NETWORK FORENSICS ANALYSIS TOOLS

Protocol and packet security monitoring depends on forensics tools to capture and decode the frames of data. Network traffic can be captured from a host or from a network segment. Using a host means that only traffic directed at that host is captured. Capturing from a network segment can be performed by a switched port analyzer (SPAN) port (or mirror port). This means that a network switch is configured to copy frames passing over designated source ports to a destination port, which the packet sniffer is connected to. Sniffing can also be performed over a network cable segment by using a test access port (TAP). This means that a device is inserted in the cabling to copy frames passing over it. There are passive and active (powered) versions.

Typically, sniffers are placed inside a firewall or close to a server of particular importance. The idea is usually to identify malicious traffic that has managed to get past the firewall. A single sniffer can generate an exceptionally large amount of data, so you cannot just put multiple sensors everywhere in the network without provisioning the resources to manage them properly. Depending on network size and resources, one or just a few sensors will be deployed to monitor key assets or network paths.

The two tools most often used to perform network analysis are tcpdump and Wireshark. These can be used to operate a sniffer to perform live packet capture, or to analyze a PCAP file of saved network data.

TCPDUMP

tcpdump is a command-line packet capture utility for Linux, though a version of the program called windump is available for certain earlier versions of Windows (winpcap.org/windump). The basic syntax of the command is tcpdump -i eth, where eth is the interface to listen on (you can substitute with the keyword any to listen on all interfaces of a multihomed host). The utility will then display captured packets until halted manually (Ctrl+C).

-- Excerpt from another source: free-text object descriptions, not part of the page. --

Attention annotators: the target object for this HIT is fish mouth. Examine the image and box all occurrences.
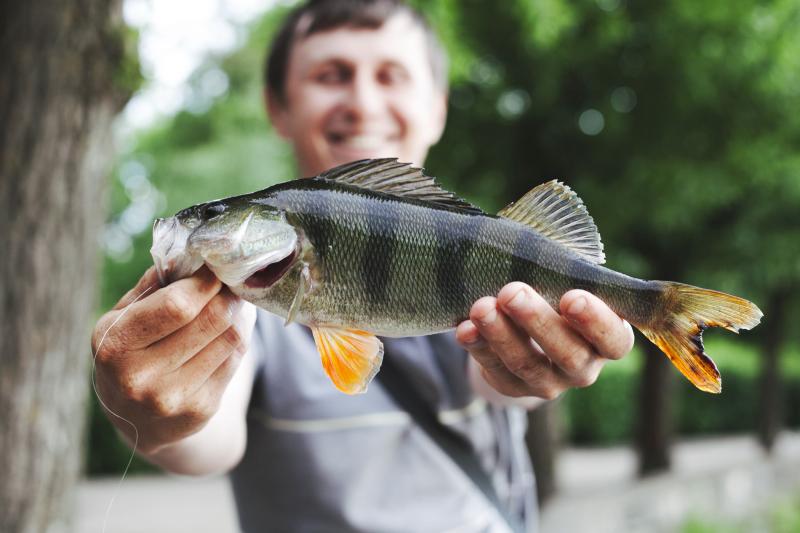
[151,217,204,286]
[243,248,298,289]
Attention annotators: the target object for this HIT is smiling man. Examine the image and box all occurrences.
[266,5,446,173]
[91,1,634,532]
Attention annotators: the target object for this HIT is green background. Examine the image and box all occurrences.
[88,0,800,474]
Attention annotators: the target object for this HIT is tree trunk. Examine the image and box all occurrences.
[636,339,674,475]
[526,401,560,506]
[757,290,787,453]
[0,2,130,531]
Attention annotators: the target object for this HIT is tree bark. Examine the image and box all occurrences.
[526,401,560,505]
[0,1,130,531]
[636,339,674,475]
[757,290,787,453]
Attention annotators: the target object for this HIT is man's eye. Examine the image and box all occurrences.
[378,65,409,86]
[315,66,349,84]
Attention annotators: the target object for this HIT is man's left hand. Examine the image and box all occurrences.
[456,282,634,400]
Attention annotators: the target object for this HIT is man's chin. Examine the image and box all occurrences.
[299,147,409,177]
[327,145,400,165]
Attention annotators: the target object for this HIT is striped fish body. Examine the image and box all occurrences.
[240,178,655,338]
[152,159,761,395]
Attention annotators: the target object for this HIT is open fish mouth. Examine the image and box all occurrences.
[202,240,297,287]
[243,248,298,289]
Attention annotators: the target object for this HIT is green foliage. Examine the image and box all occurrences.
[89,0,800,473]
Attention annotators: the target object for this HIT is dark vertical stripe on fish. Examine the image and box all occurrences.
[509,223,540,286]
[567,256,600,294]
[300,190,334,266]
[434,211,481,312]
[362,197,397,307]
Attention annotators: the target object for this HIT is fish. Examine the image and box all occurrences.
[151,158,763,395]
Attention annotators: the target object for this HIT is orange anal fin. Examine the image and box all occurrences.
[311,327,384,395]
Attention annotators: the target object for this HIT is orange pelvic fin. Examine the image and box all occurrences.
[638,283,763,393]
[311,327,384,394]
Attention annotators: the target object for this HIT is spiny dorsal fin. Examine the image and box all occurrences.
[317,158,484,214]
[498,180,605,264]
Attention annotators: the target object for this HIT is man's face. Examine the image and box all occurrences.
[268,13,447,177]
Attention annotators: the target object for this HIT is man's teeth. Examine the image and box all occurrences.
[337,134,388,150]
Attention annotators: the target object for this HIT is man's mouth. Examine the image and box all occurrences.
[326,131,399,152]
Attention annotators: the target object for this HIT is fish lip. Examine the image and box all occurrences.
[151,217,204,286]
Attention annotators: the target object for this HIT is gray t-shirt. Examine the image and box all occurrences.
[229,311,537,532]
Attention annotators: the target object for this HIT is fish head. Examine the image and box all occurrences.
[151,198,299,288]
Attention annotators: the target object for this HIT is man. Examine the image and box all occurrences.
[92,1,634,531]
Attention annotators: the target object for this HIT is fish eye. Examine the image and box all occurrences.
[202,203,227,219]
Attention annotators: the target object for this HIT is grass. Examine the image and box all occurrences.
[682,492,800,533]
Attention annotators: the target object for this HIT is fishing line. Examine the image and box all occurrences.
[90,284,154,533]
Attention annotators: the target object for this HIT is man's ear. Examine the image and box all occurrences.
[428,90,448,145]
[265,88,292,139]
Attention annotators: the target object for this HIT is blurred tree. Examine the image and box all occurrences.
[0,1,136,531]
[757,291,788,451]
[525,401,561,505]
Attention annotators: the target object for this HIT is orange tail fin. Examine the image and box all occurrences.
[636,283,762,393]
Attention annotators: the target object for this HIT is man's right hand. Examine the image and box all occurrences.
[91,266,254,455]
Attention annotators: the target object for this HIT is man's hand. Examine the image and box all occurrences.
[456,282,634,400]
[91,266,256,456]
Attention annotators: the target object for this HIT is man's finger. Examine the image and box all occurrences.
[455,318,503,372]
[560,290,635,360]
[468,296,567,396]
[497,283,596,379]
[150,289,244,369]
[113,269,222,350]
[113,266,161,310]
[174,324,246,393]
[175,303,256,391]
[457,320,536,397]
[198,339,247,401]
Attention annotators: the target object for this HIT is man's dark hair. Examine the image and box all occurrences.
[265,0,448,104]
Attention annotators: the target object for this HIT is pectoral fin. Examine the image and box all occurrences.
[311,327,384,394]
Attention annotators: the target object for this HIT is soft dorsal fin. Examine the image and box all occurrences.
[498,180,606,264]
[317,158,484,214]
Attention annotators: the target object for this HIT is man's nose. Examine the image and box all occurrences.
[345,73,385,119]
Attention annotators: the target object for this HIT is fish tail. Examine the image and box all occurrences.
[635,282,763,393]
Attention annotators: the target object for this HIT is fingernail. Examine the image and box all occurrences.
[567,296,586,318]
[462,329,485,347]
[506,289,528,312]
[478,308,496,326]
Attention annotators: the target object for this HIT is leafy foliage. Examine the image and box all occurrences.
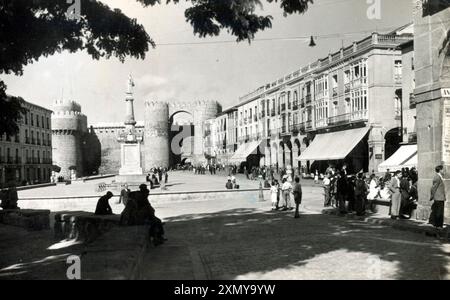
[0,0,313,136]
[0,82,26,137]
[137,0,313,42]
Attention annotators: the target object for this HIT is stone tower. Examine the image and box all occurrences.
[51,100,87,180]
[192,100,220,162]
[144,101,170,169]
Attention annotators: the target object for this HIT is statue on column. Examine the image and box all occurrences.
[127,74,135,94]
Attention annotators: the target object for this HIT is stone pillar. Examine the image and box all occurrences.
[144,101,170,169]
[413,1,450,222]
[367,125,385,173]
[278,144,285,169]
[285,148,292,168]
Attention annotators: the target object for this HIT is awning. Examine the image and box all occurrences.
[296,127,370,161]
[378,144,417,173]
[229,140,262,163]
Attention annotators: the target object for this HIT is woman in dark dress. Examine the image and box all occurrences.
[399,171,411,218]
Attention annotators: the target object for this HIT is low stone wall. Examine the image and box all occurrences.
[0,209,50,231]
[13,183,56,191]
[54,211,121,242]
[18,189,271,212]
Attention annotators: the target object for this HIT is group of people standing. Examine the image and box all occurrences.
[321,165,420,218]
[270,176,303,218]
[146,167,169,188]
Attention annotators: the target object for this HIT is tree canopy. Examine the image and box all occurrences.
[0,0,313,136]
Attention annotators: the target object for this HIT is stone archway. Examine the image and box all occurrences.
[168,110,194,167]
[384,127,402,160]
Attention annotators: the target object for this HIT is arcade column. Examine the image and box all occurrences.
[413,1,450,222]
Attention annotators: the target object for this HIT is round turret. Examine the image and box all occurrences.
[51,99,87,179]
[144,101,170,169]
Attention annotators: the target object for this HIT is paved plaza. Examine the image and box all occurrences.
[0,172,449,280]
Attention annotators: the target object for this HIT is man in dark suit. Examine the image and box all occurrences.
[429,165,446,228]
[95,191,113,215]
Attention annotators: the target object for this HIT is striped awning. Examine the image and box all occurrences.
[378,144,417,173]
[296,127,370,161]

The operation of the basic command can be modified by switches. Some of the most important of these are:

Switch	Usage
-n	Show addresses in numeric format (don’t resolve host names).
-nn	Show address and ports in numeric format.
-e	Include the data link (Ethernet) header.
-v, -vv, -vvv	Increase the verbosity of output, to show more IP header fields, such as TTL.
-X	Capture the packet payload in hex and ASCII. Use -XX to include the data link header too.
-s Bytes	By default, tcpdump captures the first 96 bytes of the data payload. To capture the full payload, set the snap length to zero with -s 0.
-w File	Write the output to a file. Packet capture files are normally identified with a .pcap extension.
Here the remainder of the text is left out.